Between May 13 and October 13, 1917, three Portuguese children received apparitions of Our Lady at Cova da Iria, near Fátima, a city 110 miles north of Lisbon. Mary asked the children to pray the rosary for world peace, for the end of World War I, for sinners, and for the conversion of Russia.
Mary gave the children three secrets. Since Francisco died in 1919 and Jacinta the following year, Lúcia revealed the first secret in 1927, concerning devotion to the Immaculate Heart of Mary. The second secret was a vision of hell.
Pope John Paul II directed the Holy See’s secretary of state to reveal the third secret in 2000; it spoke of a “bishop in white” who was shot by a group of soldiers who fired bullets and arrows into him. Many people linked this to the assassination attempt against Saint John Paul II in St. Peter’s Square on May 13, 1981.
—from Saint of the Day (FranciscanMedia.org)
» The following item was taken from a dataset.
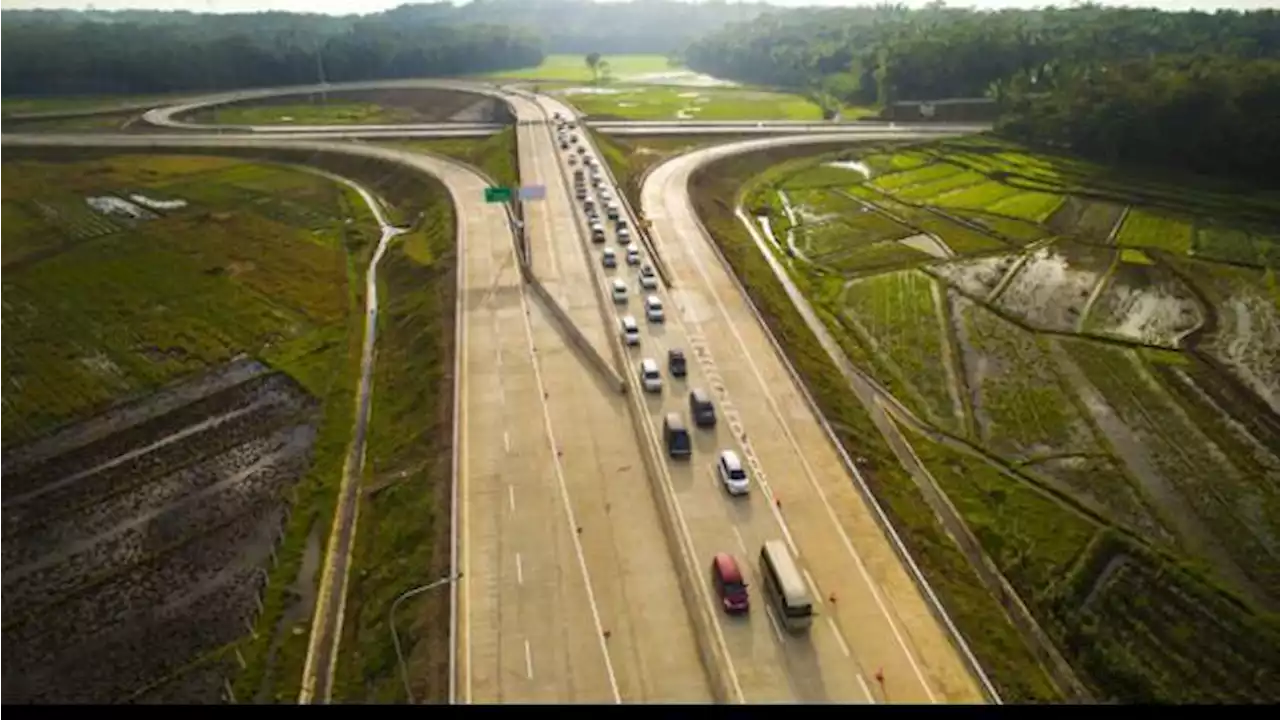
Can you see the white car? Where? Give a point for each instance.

The third secret was revealed to the children at the Cova on July 13, 1917. It was to be kept in the greatest confidence. When Sister Lúcia was with the Dorothean Sisters in Tuy, Spain, she fell ill in mid-1943. Because it was feared that she could die before the third secret was revealed by her, the bishop of Leiria requested that she write down the remainder of the secret (or third secret) told to the children in 1917. Obediently, and in the midst of her painful sickness, Sister Lúcia wrote it down on a single sheet of paper. She placed it in an envelope and sealed it.
Before we look at Sister Lúcia’s testimony, I offer the words of then-Cardinal Joseph Ratzinger, who gives some context to the revelations of Lúcia. There was great speculation and controversy over the third secret of Fátima because it was kept under wraps for many years. In his theological commentary The Message of Fátima, Cardinal Ratzinger pointed out that the contents of the envelope that held the third secret for so long might be “disappointing” to some.
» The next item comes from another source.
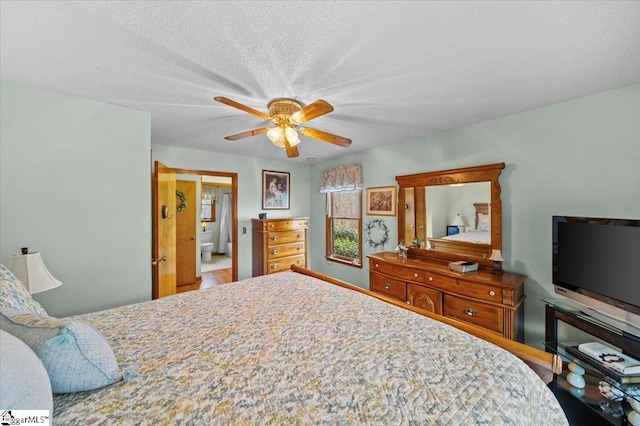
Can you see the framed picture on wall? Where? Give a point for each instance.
(381, 201)
(275, 190)
(452, 230)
“A careful reading of the text of the so-called third secret of Fátima, published here in its entirety long after the fact and by decision of the Holy Father, will probably prove disappointing or surprising after all the speculation it has stirred. No great mystery is revealed; nor is the future unveiled. We see the Church of the martyrs of the century which has just passed represented in a scene described in a language which is symbolic and not easy to decipher. Is this what the Mother of the Lord wished to communicate to Christianity and to humanity at a time of great difficulty and distress? Is it of any help to us at the beginning of the new millennium? Or are these only projections of the inner world of children, brought up in a climate of profound piety but shaken at the same time by the tempests which threatened their own time? How should we understand the vision? What are we to make of it?”
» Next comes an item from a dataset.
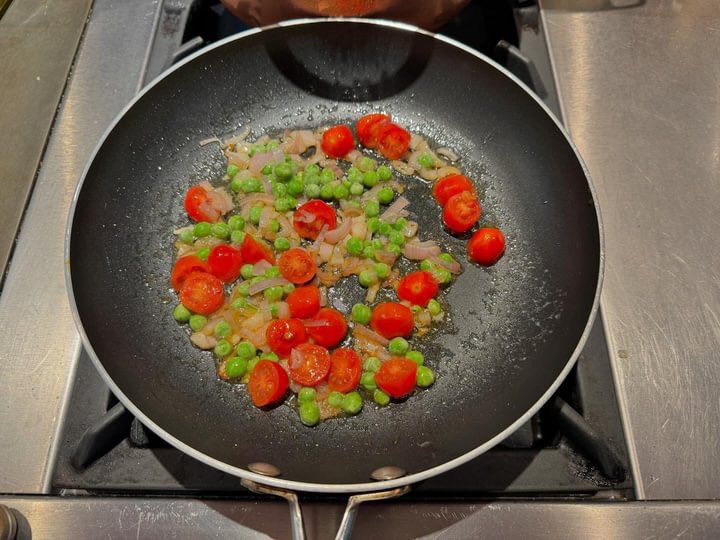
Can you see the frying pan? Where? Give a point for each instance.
(513, 330)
Cardinal Ratzinger discussed the secret of Fátima in depth in The Message of Fátima, the full text of which is available online on the Vatican website (vatican.va). For now, we focus on his words:
“And so we come to the final question: What is the meaning of the ‘secret’ of Fátima as a whole (in its three parts)? What does it say to us? First of all, we must affirm with Cardinal Sodano: ‘. . . the events to which the third part of the “secret” of Fátima refers now seem part of the past.’ Insofar as individual events are described, they belong to the past. Those who expected exciting apocalyptic revelations about the end of the world or the future course of history are bound to be disappointed. Fátima does not satisfy our curiosity in this way, just as Christian faith in general cannot be reduced to an object of mere curiosity. What remains was already evident when we began our reflections on the text of the secret: the exhortation to prayer as the path of ‘salvation for souls’ and, likewise, the summons to penance and conversion.”